At the height of the pandemic in May of 2020, Quest Integration wanted to help the community. Before being acquired by Hawk Ridge Systems, they launched a grant program. STEM The Tide was designed to encourage students to produce personal protection equipment (PPE).
What is STEM the Tide?
The kits came with a 3D printer, 90-days of support, a kick-off training class, and a spool of material. Mark Bitz, Advanced Manufacturing, Engineering and Physics teacher at Spokane Valley Tech, heard about the initiative and knew his students could handle the task.
“Mr. Bitz emailed me asking if I wanted to manage it and put my name on the grant from Hawk Ridge Systems,” Rein Wehrman, Student Project Manager recalled, “I, of course, said yes.”
The purpose of the project was to have students learn more about designing for additive manufacturing while creating something of high demand.
“A lot of people really need face shields right now,” Wehrman said. “It was really nice to be able to help the community.”
The team of three spent a few weeks researching different designs and testing ones they thought would be best.
“We started right after Thanksgiving, and I assembled a team,” Wehrman detailed. “Frank Rolls and Ryan Chilson are my designers. We actually came up with three designs that we liked. We printed them and tested them.”
After landing on a design, they double-checked the health standard before ramping up production.
“We had to cover the gap between the shield and your forehead and ours didn’t do that,” Wehrman explained.
Once they found a design that would work and they completed their field testing, they started 3D printing.

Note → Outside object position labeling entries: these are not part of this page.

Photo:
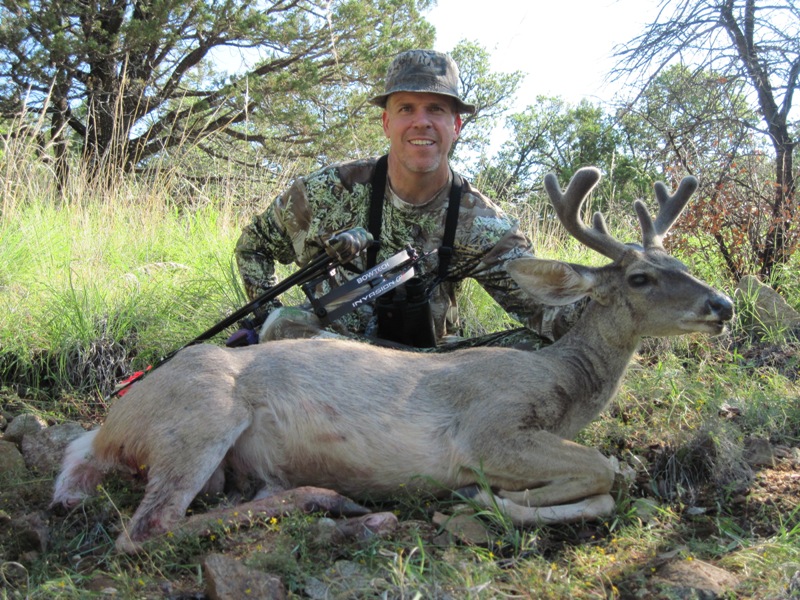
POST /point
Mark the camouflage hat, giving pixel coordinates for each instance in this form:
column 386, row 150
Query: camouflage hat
column 423, row 71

“We made 58 masks over the two-week winter break,” Wehrman said.
They donated those to the MultiCare Deaconess Blood and Cancer Treatment Facility in North Spokane, WA. They printed another 28 to donate to Spokane Valley Tech students, staff and parents.
“Since we’re going back to school, people want to stay safe,” Wehrman shared. “[This] seemed like a good way to do it.”
They were able to use this project to win SkillsUSA regionals in the Engineering, Technical Design category. Their next stop is state, where they will be creating their own design for.
“Our goal is to use less filament and to shorten the print time,” Wehrman said.
Hawk Ridge is passionate about helping bring up the next generation of engineers through STEM. We wish Rein and her team the best of luck at the next SkillsUSA competition.